Le D.G. de l’Anapi en a profité pour déplorer l’exploitation insuffisante du secteur dans nos villes et nos campagnes du fait de la pression démographique, la faible solvabilité des ménages, les faibles capacités technologiques et le manque de vision et d’engagement, etc. A ce sujet, il a noté que la croissance démographique soutenue depuis une trentaine d’années et l’évolution socio-économique du pays ont conduit à un développement rapide des villes congolaises et entraîné une forte demande par rapport à l’offre. D’où des déficits globaux en matière de logement évalués à 2.400.000 pour la période 1999 – 2010, soit 240.000 logements à construire par an.
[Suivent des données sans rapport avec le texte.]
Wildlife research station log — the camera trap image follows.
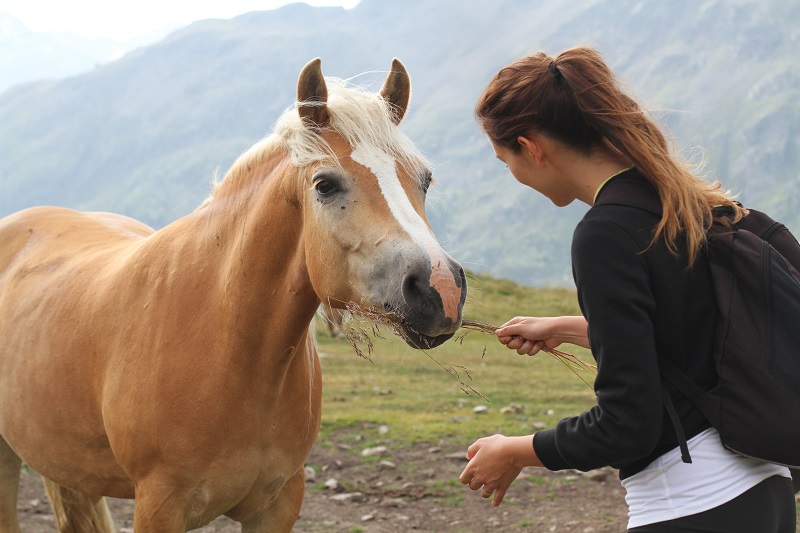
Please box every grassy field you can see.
[317,275,594,444]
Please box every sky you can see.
[0,0,359,41]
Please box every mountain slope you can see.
[0,0,800,285]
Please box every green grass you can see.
[317,275,594,445]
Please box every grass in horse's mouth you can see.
[342,302,489,402]
[334,302,597,396]
[454,320,597,388]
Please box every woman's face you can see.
[490,139,575,207]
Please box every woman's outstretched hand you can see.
[458,435,541,507]
[495,316,589,355]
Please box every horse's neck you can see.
[139,148,319,358]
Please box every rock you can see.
[329,492,364,503]
[500,403,523,415]
[380,498,408,507]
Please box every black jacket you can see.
[534,169,718,479]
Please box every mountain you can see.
[0,13,133,93]
[0,0,800,286]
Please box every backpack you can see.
[598,183,800,482]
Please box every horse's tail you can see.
[44,478,114,533]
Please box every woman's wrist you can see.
[554,316,589,348]
[507,435,542,468]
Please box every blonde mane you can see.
[201,78,430,207]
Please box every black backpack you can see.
[598,183,800,482]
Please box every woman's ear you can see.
[517,135,544,165]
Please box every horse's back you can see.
[0,207,152,494]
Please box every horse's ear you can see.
[297,58,328,128]
[381,58,411,124]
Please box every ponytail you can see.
[475,47,743,265]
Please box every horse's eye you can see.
[314,180,337,198]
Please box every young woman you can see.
[460,47,795,533]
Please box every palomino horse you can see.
[0,59,466,533]
[318,304,348,338]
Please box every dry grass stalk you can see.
[461,320,597,388]
[342,302,489,402]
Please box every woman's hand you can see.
[458,435,541,507]
[495,316,589,355]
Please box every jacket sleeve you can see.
[534,216,663,471]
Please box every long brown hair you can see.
[475,47,744,265]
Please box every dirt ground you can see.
[18,428,627,533]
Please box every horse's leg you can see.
[44,478,114,533]
[242,470,305,533]
[133,481,191,533]
[0,437,22,533]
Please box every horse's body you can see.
[0,60,466,533]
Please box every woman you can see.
[460,47,795,533]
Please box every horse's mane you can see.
[206,78,429,207]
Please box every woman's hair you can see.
[475,47,743,265]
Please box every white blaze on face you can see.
[351,143,461,321]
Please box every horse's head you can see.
[277,59,467,348]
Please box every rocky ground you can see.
[18,429,626,533]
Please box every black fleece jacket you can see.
[533,169,718,479]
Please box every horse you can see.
[318,303,348,339]
[0,58,467,533]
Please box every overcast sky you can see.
[0,0,359,40]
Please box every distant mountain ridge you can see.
[0,0,800,286]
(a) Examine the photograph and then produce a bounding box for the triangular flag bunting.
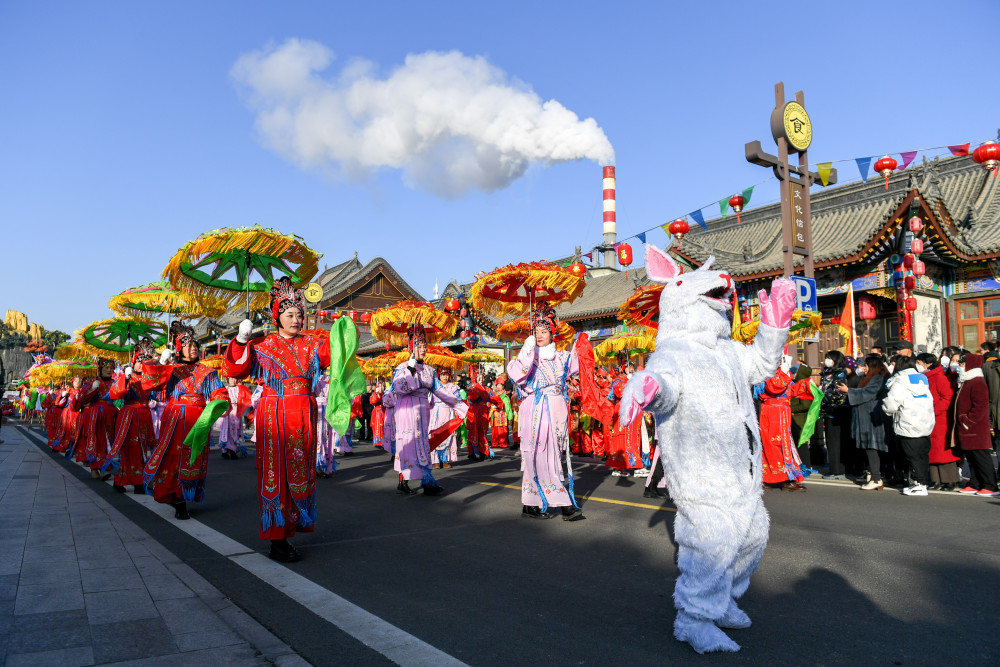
[690,209,708,232]
[854,157,872,183]
[816,162,833,187]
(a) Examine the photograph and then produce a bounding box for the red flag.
[840,283,858,357]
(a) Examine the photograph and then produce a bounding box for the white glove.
[236,320,253,345]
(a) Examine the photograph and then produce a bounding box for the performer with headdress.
[75,357,118,479]
[142,321,229,519]
[507,301,583,521]
[104,338,156,493]
[219,377,250,461]
[430,368,461,468]
[223,278,330,562]
[383,325,468,496]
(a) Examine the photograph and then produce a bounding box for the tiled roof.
[679,157,1000,276]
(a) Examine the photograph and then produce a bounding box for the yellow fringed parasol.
[469,262,587,317]
[732,310,823,344]
[497,317,576,350]
[618,284,663,329]
[371,301,458,346]
[163,226,322,317]
[108,280,229,317]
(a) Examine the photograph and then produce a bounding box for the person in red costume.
[465,379,493,461]
[760,356,806,491]
[76,358,118,479]
[104,338,156,494]
[222,278,330,562]
[142,322,229,519]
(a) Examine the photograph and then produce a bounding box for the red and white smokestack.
[604,167,618,268]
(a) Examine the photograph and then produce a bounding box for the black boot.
[561,505,583,521]
[396,479,417,496]
[521,505,552,519]
[170,500,191,521]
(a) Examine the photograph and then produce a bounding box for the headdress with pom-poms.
[410,324,427,352]
[531,301,558,333]
[271,276,306,325]
[132,338,156,364]
[170,320,198,355]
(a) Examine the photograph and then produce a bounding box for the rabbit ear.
[646,243,681,283]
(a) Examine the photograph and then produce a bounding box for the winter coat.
[882,368,934,438]
[924,366,958,465]
[819,366,847,416]
[847,375,889,452]
[955,354,993,451]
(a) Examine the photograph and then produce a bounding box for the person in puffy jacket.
[954,352,1000,496]
[882,355,934,496]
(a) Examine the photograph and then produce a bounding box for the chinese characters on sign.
[788,181,809,255]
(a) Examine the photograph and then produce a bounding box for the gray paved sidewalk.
[0,420,308,667]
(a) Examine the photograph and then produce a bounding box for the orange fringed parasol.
[497,317,576,350]
[469,262,587,317]
[371,301,458,346]
[618,284,663,329]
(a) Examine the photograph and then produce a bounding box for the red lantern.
[972,141,1000,178]
[618,243,632,266]
[729,195,746,222]
[875,155,897,190]
[858,294,876,320]
[667,220,691,250]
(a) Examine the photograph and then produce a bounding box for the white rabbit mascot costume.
[620,245,795,653]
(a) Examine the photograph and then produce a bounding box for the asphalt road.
[17,426,1000,665]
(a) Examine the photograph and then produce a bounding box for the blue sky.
[0,0,1000,332]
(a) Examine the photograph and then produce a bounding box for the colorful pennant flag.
[816,162,833,187]
[688,209,708,232]
[854,157,872,183]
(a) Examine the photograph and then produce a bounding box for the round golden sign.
[302,283,323,303]
[781,102,812,152]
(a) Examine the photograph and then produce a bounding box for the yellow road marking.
[476,482,677,512]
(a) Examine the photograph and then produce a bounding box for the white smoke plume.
[231,39,614,198]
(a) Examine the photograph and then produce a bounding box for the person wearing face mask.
[917,352,959,491]
[819,350,851,479]
[837,354,889,491]
[882,355,934,496]
[953,352,1000,497]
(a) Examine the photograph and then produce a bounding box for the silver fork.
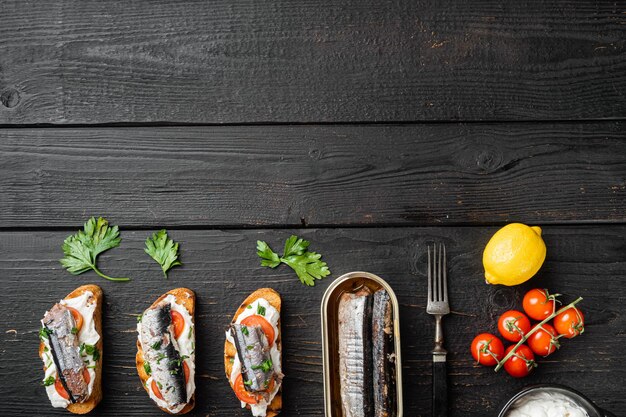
[426,243,450,417]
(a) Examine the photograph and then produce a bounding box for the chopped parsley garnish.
[79,343,100,361]
[252,359,273,372]
[39,327,53,340]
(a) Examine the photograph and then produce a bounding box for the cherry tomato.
[498,310,530,342]
[471,333,504,366]
[241,314,274,348]
[170,310,185,339]
[504,345,537,378]
[67,307,83,334]
[233,374,259,404]
[83,368,91,385]
[527,323,559,357]
[554,307,585,339]
[54,377,70,400]
[152,379,163,400]
[522,288,556,321]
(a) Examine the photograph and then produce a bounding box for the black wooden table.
[0,0,626,417]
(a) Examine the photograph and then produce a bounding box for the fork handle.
[433,351,448,417]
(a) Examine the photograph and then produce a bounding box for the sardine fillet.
[338,287,373,417]
[372,289,396,417]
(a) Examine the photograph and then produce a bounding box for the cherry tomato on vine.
[471,333,504,366]
[527,323,560,357]
[504,345,537,378]
[522,288,558,321]
[498,310,530,342]
[554,307,585,339]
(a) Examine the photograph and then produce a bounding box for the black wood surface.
[0,0,626,124]
[0,122,626,228]
[0,226,626,417]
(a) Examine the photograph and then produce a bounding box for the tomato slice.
[54,368,91,400]
[170,310,185,339]
[241,314,274,347]
[66,306,83,332]
[183,361,189,384]
[54,376,70,400]
[152,379,163,400]
[233,374,259,404]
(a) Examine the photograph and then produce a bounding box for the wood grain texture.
[0,225,626,417]
[0,0,626,124]
[0,122,626,228]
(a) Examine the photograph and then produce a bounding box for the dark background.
[0,0,626,417]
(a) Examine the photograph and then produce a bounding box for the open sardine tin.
[322,271,403,417]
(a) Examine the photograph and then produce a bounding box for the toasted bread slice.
[224,288,283,417]
[135,288,196,415]
[39,284,104,414]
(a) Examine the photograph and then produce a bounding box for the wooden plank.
[0,0,626,124]
[0,225,626,417]
[0,122,626,228]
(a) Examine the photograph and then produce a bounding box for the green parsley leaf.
[283,235,311,258]
[39,327,52,340]
[257,235,330,287]
[61,217,130,281]
[144,229,182,279]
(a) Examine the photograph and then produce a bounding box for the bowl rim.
[498,384,605,417]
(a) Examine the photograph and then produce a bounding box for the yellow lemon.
[483,223,546,285]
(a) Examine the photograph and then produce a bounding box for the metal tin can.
[321,271,403,417]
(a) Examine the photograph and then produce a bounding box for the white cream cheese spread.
[506,392,589,417]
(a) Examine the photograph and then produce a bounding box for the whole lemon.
[483,223,546,286]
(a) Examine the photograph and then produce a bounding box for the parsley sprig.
[61,217,130,281]
[144,229,182,279]
[256,235,330,287]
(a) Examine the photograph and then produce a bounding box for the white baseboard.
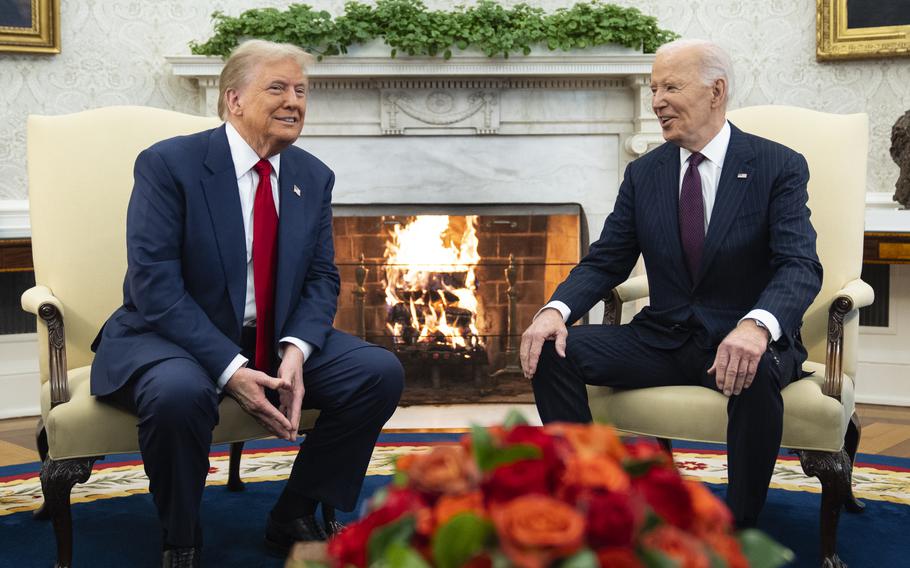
[0,333,41,418]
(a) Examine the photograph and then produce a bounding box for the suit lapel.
[202,126,247,333]
[654,144,688,282]
[275,151,322,339]
[695,124,755,285]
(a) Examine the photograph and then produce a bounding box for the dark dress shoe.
[161,547,202,568]
[265,515,326,555]
[325,520,345,538]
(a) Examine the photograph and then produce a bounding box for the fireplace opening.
[333,204,587,405]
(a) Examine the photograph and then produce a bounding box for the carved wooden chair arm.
[21,286,70,408]
[603,274,650,325]
[822,278,875,400]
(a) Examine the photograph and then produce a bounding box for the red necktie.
[679,152,705,280]
[253,160,278,373]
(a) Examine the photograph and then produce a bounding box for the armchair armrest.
[822,278,875,400]
[603,274,650,325]
[21,286,70,408]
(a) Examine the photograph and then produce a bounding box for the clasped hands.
[224,345,305,442]
[519,308,771,396]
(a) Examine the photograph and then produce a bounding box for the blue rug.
[0,434,910,568]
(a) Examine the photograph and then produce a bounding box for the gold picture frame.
[0,0,60,53]
[815,0,910,61]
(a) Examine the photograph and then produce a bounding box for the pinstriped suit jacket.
[551,125,822,358]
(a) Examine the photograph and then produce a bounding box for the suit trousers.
[106,329,404,547]
[532,325,799,526]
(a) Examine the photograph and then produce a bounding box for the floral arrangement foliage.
[190,0,678,59]
[318,416,792,568]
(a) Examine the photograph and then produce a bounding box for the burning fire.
[385,215,482,349]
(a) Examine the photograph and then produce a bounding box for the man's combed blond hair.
[218,39,314,120]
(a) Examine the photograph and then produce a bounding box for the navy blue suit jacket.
[551,125,822,359]
[91,126,344,395]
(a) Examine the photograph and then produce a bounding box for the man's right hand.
[224,367,294,442]
[519,308,569,379]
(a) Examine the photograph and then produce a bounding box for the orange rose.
[597,547,645,568]
[544,422,626,460]
[491,495,585,568]
[399,446,480,494]
[684,480,733,536]
[562,455,629,492]
[641,525,711,568]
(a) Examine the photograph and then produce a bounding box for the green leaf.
[382,542,430,568]
[738,529,796,568]
[559,548,600,568]
[432,512,493,568]
[502,408,528,429]
[638,548,679,568]
[367,515,417,564]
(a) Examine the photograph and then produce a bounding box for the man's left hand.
[708,319,770,396]
[278,343,305,437]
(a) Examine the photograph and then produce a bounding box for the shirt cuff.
[278,336,316,363]
[739,310,781,341]
[215,353,250,394]
[531,300,572,323]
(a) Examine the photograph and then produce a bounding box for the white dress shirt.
[217,122,313,392]
[534,121,781,341]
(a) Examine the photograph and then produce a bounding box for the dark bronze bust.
[891,110,910,209]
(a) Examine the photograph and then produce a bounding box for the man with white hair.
[91,40,403,566]
[520,40,822,527]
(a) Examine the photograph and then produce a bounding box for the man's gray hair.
[655,39,733,103]
[218,39,314,120]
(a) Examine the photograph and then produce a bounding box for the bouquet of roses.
[318,416,792,568]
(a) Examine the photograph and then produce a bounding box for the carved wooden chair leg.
[41,458,97,568]
[32,418,51,521]
[797,450,853,568]
[228,442,244,491]
[844,412,866,513]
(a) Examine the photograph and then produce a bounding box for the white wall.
[0,0,910,199]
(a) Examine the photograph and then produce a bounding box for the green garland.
[190,0,678,59]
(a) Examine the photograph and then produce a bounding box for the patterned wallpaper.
[0,0,910,199]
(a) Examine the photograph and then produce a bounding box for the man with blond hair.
[91,40,403,566]
[520,40,822,527]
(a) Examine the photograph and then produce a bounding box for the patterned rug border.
[0,434,910,517]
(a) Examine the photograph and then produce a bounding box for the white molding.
[0,199,32,239]
[0,333,41,419]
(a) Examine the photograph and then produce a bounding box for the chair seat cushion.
[41,367,319,459]
[588,362,854,452]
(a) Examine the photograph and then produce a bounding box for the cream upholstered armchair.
[589,106,873,566]
[22,106,318,566]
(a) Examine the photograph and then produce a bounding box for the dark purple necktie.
[679,152,705,280]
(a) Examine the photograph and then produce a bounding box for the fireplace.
[333,204,587,405]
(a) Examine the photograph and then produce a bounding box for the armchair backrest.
[727,105,869,378]
[28,106,220,382]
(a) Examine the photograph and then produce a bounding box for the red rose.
[328,489,424,568]
[586,493,644,548]
[641,525,711,568]
[483,460,550,503]
[597,548,645,568]
[632,468,694,529]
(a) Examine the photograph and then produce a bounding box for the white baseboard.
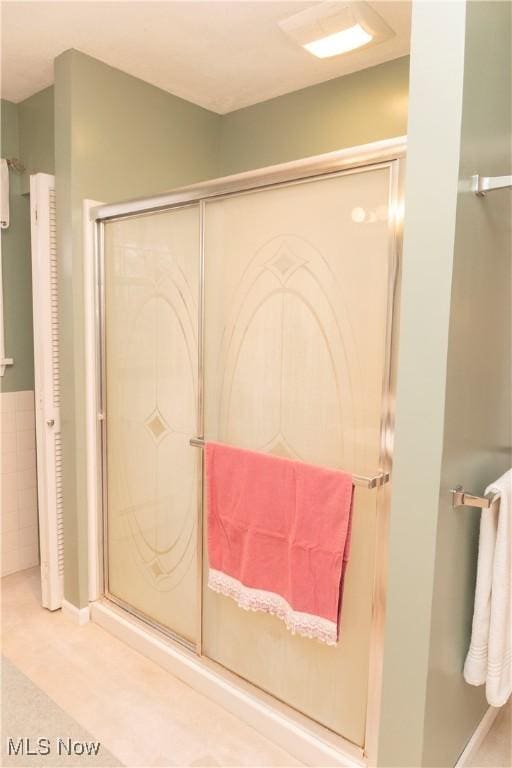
[62,600,91,626]
[91,601,367,768]
[455,707,500,768]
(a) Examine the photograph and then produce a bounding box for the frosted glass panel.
[104,206,200,641]
[203,167,390,745]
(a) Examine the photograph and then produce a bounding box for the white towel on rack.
[464,469,512,707]
[0,159,9,229]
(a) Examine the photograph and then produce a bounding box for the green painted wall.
[18,86,55,193]
[221,56,409,175]
[55,51,220,606]
[378,2,511,768]
[0,100,34,392]
[0,88,53,392]
[423,2,512,766]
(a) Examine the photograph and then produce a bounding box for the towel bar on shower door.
[451,485,500,509]
[189,437,389,488]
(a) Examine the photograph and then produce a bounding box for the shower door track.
[88,137,406,762]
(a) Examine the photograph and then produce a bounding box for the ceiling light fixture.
[278,1,394,59]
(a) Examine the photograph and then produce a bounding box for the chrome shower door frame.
[90,137,406,764]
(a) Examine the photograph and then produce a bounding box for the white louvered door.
[30,173,64,611]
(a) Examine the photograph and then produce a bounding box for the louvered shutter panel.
[30,173,64,610]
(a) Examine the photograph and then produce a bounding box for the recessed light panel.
[279,2,394,59]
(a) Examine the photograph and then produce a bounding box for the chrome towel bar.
[189,437,389,488]
[471,173,512,197]
[451,485,500,509]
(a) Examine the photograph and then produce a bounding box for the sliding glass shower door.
[203,166,393,745]
[103,205,200,643]
[100,156,398,747]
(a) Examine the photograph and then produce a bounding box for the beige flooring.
[467,700,512,768]
[2,568,512,768]
[2,568,301,768]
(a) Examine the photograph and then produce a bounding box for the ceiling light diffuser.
[278,0,394,59]
[302,24,373,59]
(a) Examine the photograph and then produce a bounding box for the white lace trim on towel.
[208,568,338,645]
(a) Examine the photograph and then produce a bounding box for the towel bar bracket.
[189,437,389,489]
[450,485,499,509]
[471,173,512,197]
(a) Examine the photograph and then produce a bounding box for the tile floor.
[2,568,300,767]
[2,568,512,768]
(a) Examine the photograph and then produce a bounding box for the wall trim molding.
[62,599,91,627]
[91,600,367,768]
[82,195,103,600]
[455,707,500,768]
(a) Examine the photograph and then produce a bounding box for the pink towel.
[206,442,353,645]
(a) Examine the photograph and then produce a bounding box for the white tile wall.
[0,391,39,576]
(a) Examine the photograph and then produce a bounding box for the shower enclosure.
[91,140,405,749]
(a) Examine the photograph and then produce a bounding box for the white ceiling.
[1,0,410,114]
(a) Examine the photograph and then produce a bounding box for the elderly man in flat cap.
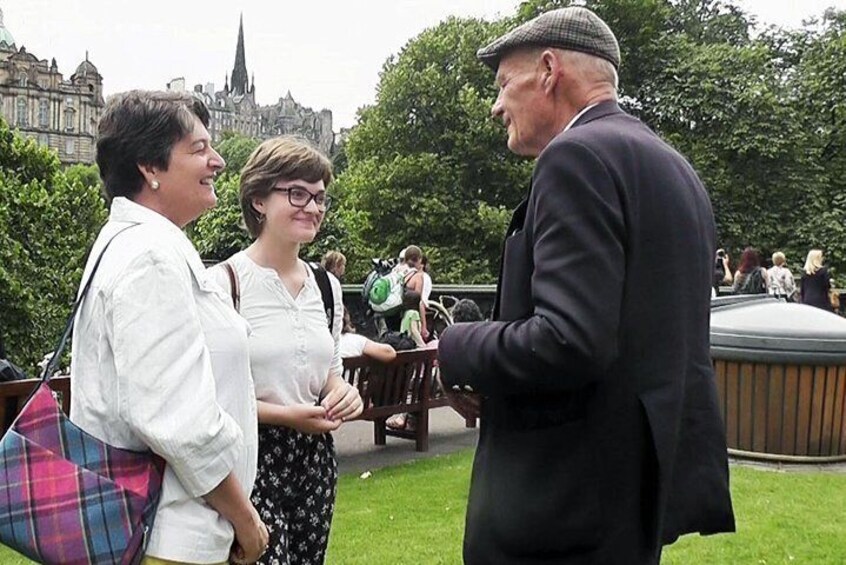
[439,7,734,565]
Les besoins de la ville de Kinshasa, a-t-il indiqué, sont estimés à 54,4 % du déficit global. Au nombre des problèmes qui affectent le secteur, il a relevé une très faible présence des promoteurs immobiliers professionnels privés et publics, l’inexistence d’institutions spécialisées dans le financement de l’immobilier et l’inadéquation entre le développement des villes congolaises et les infrastructures de desserte.

            Second intervenant, le directeur de la promotion a présenté l’Anapi, en commençant par les textes juridiques de sa création, passant par ses missions et ses attributions pour aboutir à ses principales réalisations dans le secteur immobilier. Le directeur Adolphe Bitenu qui a rappelé l’historique du secteur avec l’Office des cités africaines, l’Office national de logement, la Caisse nationale de crédit immobilier, l’entreprise Logec,  l’ONG Habitat pour l’humanité, et autres, a indiqué que de 2007 à 2011, l’Anapi a agréé 116 projets dans le secteur.

            Le conseiller du ministre des Affaires foncières représentant le ministre empêché, s’est étendu sur la problématique de la distribution des terres et souligné les efforts déployés par son ministère pour assainir le climat des affaires dans le secteur foncier. Me Mukobo Vaval a rappelé à ce sujet, l’atelier sur la gouvernance foncière tenu en juillet dernier, la création de la Commission nationale de la réforme foncière, et évoqué le problème de la multiplicité des codes sectoriels, les interventions intempestives des chefs traditionnels dans l’octroi des terres et la loi foncière qui pose toujours problème. Ses collègues conseillers, Placide Nkala de la Primature, Bosco Ngenda du ministère du Plan et celui de l’Aménagement du territoire, Urbanisme et Habitat, ont abondé dans ce même registre.

            Lors des débats, les participants ont soulevé l’éternel problème des tracasseries administratives, policières, douanières et fiscales, invitant le gouvernement à mettre un terme à ces entraves qui découragent bon nombre d’investisseurs, et freinent le développement de notre pays.            J.R.T.